The “MacNeil/Lehrer Newshour” crew members — correspondent Elizabeth Farnsworth, cameraman John Knoop and soundman Jaime Kibben — returned to the United States in early August without their tapes.
Haitian authorities continued to hold the tapes in mid-August but released the crew’s driver and interpreter, who are both Haitian, from the national penitentiary, Farnsworth said.
The crew was filming at the Port-au-Prince airport on July 31 when airport security police seized them and held them in the Civil Aviation Building. They confiscated three blank videotapes, three tapes containing footage, and two rolls of film. Police then took the three to their hotel, Farnsworth said. Farnsworth said the crew was “just filming a deserted runway.”
Police took the crew’s interpreter and driver to the 22nd Army Company Headquarters and later took them to the national penitentiary, Farnsworth said.
Farnsworth, Knoop and Kibben went to the Ministry of Information two days later to get their interpreter and driver released. When they gave authorities their press credentials, the authorities did not return them, Farnsworth said.
Haitian police came to the crew’s hotel August 3 and took their passports. The next day, police returned to the hotel and loaded the three into a pickup truck, Farnsworth said.
Police drove the three to a police station in the middle of town, but the three refused to enter the station. “We were afraid if we went in, we’d never come out,” Farnsworth said. Police fingerprinted the three in the truck.
Police then drove them to the Dominican Republic border and dropped them off, Farnsworth said.
The three suffered no physical harm, Farnsworth said, but it was “scary” at the police station. A paramilitary group of men outside the station yelled at the crew and took away the piece of cardboard Farnsworth was trying to sit on, she said.
The police gave no reason for seizing the crew, Farnsworth said. “We were never allowed to confront anyone about what we had done,” she said.
Police seized the crew to “intimidate the foreign press, to send a message to Haitians who work with the press, and to tell the Haitian press they meant business,” Farnsworth said.
In a letter to Lt.
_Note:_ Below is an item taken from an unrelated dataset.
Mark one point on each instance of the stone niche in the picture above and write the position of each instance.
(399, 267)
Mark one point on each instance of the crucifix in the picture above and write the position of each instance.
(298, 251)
General Raoul Cedras and President Emile Jonassaint, Al Vecchione, president of MacNeil/Lehrer Productions, protested the crew’s treatment. The crew was “only trying to report accurately and fairly events taking place in your country,” Vecchione wrote.
The Inter American Press Association also sent a letter of protest. “Violence against the media represents the most extreme form of censorship and violation of the right to freedom of the press and expression,” wrote Eduardo Ulibarri, president of the IAPA’s Committee on Freedom of the Press and Information.